Although nothing is guaranteed until the whole agreement is ratified, some subjects seem to be mutually agreeable, or at least tolerable. The designated hitter is coming to the National League. The postseason field could expand. Advertising patches could be added to uniforms.
But there is still a lot of ground to cover. In terms of pure numbers, they disagree on the major-league minimum salary, the amount of money in that pre-arb bonus pool and how many players it should apply to, the number of draft picks subject to the lottery, and the number of teams in the expanded postseason.
And then there’s the luxury tax, officially known as the competitive balance tax. The union, naturally, would like to see the threshold for paying raised significantly, to lessen the artificial downward pressure on the free agent market. The league is proposing a much smaller increase in the threshold, itself an issue for the union, but also a toughening of the sanctions against teams that cross it. The proposed stiffening of what is currently considered a soft cap — especially if it does not keep pace with industry revenue growth — is a source of significant frustration for the union.
Beyond that, there are a host of non “core economic” components of the CBA — including health and safety protocols and the joint drug agreement. Those issues are not as contentious and bargaining has progressed concurrently on them, but add that to the list of compromises now on the clock.
What’s happening now as spring training is delayed?
This week, the negotiations moved to Florida, where contingencies from both sides are planning to meet daily at Roger Dean Stadium, the spring training home of the St. Louis Cardinals and Miami Marlins.
In coverage, much is made of how long each session lasts. But very little bargaining happens across the table. Instead, the frequency of conversations and a willingness to caucus — discuss new proposals amongst their own members — and return to bargaining within the same day is a better indicator of acting with urgency.
And the matter is urgent. On Friday, the league announced that spring training games, scheduled to begin on Feb. 26, would not start until March 5 at the earliest. Recently, the league told the union that a deal would need to be done by Feb. 28 to preserve a March 31 opening day.
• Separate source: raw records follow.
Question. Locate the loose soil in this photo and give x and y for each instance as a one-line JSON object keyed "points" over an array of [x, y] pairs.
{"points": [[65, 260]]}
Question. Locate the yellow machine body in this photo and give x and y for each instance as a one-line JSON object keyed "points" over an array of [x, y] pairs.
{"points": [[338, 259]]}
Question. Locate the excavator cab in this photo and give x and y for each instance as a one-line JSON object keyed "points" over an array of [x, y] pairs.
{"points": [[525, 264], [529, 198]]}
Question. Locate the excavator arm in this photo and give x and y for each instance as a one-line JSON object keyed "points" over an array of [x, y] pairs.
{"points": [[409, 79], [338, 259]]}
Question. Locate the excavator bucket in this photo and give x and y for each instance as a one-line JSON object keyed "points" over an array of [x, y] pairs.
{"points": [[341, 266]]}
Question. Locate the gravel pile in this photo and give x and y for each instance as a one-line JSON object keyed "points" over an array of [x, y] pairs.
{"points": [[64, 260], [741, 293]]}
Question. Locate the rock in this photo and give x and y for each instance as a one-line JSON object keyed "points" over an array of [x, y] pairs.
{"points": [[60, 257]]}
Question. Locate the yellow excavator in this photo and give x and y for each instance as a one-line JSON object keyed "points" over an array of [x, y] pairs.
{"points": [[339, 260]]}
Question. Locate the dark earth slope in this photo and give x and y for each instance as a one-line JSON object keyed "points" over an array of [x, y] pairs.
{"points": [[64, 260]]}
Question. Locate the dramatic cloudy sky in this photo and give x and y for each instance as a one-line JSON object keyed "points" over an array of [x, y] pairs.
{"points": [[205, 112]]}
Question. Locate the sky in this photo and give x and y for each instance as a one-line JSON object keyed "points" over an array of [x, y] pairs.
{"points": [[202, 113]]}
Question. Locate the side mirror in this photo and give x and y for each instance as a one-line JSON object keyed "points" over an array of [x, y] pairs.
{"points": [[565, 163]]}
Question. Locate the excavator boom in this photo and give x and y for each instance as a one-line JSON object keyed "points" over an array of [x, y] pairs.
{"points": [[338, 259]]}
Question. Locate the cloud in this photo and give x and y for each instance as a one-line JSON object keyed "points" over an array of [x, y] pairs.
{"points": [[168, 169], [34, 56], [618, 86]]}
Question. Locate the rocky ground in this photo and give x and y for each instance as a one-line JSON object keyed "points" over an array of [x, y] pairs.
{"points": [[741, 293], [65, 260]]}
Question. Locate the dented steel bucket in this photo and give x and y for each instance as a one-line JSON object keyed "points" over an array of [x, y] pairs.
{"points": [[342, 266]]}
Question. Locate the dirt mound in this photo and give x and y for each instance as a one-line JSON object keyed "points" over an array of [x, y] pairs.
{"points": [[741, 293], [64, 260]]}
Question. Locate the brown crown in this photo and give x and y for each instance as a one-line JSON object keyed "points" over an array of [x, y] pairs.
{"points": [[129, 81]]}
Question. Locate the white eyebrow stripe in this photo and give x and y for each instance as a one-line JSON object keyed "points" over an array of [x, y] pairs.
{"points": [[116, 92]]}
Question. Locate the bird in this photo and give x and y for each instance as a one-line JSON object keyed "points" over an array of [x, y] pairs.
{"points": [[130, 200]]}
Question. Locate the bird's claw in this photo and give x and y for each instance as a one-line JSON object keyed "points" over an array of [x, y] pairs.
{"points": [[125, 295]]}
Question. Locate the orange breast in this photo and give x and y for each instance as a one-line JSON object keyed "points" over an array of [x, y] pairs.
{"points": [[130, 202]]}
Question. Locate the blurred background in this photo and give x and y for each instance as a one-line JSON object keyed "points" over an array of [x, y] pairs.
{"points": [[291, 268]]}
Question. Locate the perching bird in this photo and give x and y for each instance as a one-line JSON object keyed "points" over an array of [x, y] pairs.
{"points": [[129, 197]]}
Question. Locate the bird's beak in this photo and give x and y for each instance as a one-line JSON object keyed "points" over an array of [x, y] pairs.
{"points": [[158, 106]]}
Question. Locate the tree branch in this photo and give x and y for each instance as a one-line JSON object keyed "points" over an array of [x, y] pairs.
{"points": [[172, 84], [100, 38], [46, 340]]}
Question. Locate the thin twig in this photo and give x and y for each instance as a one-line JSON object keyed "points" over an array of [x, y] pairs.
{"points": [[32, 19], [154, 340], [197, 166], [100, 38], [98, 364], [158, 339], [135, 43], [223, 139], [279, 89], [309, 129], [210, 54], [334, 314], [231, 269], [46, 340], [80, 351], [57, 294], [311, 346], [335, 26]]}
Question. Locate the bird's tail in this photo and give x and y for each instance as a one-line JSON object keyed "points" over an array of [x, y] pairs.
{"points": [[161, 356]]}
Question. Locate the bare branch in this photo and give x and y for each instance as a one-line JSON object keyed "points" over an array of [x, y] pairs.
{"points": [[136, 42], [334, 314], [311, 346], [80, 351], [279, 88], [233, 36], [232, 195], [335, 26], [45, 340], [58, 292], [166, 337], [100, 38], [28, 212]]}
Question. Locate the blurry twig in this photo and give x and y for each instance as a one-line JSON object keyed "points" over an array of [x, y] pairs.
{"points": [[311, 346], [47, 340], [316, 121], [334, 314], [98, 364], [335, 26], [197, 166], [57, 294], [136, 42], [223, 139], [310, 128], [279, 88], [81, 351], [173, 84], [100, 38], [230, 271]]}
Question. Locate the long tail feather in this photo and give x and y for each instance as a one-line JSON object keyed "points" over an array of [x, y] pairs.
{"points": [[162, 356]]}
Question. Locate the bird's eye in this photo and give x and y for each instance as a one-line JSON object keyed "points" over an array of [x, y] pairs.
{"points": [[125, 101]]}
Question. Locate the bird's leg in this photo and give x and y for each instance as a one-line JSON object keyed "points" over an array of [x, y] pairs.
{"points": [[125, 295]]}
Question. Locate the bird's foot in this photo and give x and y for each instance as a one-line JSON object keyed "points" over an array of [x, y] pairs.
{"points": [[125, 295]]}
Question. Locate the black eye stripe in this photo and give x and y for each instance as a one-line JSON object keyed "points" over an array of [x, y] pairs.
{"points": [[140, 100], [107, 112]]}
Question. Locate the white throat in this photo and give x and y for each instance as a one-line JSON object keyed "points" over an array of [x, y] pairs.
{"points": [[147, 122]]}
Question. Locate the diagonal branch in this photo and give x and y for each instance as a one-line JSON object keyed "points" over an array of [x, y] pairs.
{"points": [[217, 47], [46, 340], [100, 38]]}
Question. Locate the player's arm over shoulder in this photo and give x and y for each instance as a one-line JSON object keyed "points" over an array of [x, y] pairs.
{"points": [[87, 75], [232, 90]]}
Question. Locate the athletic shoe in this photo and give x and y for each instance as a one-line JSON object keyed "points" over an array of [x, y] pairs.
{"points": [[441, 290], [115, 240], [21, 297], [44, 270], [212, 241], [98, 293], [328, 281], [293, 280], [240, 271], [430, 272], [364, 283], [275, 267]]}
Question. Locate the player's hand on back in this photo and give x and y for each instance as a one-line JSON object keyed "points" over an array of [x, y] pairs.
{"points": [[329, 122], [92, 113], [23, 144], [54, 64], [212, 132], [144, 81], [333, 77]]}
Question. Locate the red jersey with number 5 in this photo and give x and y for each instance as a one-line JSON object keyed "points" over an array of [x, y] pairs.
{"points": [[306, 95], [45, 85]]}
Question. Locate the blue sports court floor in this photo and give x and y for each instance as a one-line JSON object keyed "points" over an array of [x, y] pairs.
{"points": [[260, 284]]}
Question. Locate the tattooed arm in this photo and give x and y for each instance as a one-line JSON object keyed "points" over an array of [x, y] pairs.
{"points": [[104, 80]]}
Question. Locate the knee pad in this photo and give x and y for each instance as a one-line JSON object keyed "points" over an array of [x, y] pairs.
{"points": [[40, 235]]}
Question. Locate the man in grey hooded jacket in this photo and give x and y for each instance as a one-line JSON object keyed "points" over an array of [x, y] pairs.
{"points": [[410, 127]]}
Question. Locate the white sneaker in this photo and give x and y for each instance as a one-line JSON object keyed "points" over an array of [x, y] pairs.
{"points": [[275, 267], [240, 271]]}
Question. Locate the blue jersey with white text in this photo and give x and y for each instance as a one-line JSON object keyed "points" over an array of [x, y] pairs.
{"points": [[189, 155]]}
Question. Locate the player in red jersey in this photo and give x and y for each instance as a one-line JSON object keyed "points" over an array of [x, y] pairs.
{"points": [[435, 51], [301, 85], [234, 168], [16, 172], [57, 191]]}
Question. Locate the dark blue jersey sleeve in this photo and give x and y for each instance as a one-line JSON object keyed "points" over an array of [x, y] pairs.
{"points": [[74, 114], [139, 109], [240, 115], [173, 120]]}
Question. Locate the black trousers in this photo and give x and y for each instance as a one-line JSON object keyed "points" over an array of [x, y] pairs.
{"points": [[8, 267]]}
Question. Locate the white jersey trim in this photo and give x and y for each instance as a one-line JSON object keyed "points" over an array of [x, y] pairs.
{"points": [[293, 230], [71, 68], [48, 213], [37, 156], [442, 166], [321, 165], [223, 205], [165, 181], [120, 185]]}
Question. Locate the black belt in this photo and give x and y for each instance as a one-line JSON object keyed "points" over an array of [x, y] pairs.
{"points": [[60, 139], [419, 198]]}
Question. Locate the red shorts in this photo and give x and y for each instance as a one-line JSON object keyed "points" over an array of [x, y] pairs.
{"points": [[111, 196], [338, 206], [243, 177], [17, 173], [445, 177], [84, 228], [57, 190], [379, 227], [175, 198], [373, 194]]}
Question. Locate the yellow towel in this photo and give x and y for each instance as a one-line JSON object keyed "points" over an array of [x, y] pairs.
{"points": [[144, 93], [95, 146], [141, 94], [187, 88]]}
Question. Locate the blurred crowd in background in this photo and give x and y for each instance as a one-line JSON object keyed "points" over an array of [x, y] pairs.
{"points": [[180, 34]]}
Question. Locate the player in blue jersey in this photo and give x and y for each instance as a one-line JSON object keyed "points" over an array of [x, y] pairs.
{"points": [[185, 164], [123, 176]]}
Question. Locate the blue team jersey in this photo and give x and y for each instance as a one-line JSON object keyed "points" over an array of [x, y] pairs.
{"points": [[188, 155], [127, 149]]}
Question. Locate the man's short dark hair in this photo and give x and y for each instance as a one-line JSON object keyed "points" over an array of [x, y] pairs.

It’s not clear if the union necessarily agrees with that timetable or whether there’s any flexibility, but Manfred has expressed a need for at least four weeks of spring training plus a couple extra days to ratify an agreement and get players to camps. In that time, teams will also need to round out an offseason’s worth of roster moves frozen in place for at least three months.
A ticking clock can grease the wheels of negotiations that seem all but deadlocked. Players get a per diem in spring training, but don’t start receiving paychecks until the regular season. Owners don’t have to worry about the lost revenue from gate receipts until the games themselves are lost. What has looked like a staring contest will quickly become a game of chicken with real stakes if no one blinks this this week. But of course, that’s also when each side feels they have the most leverage.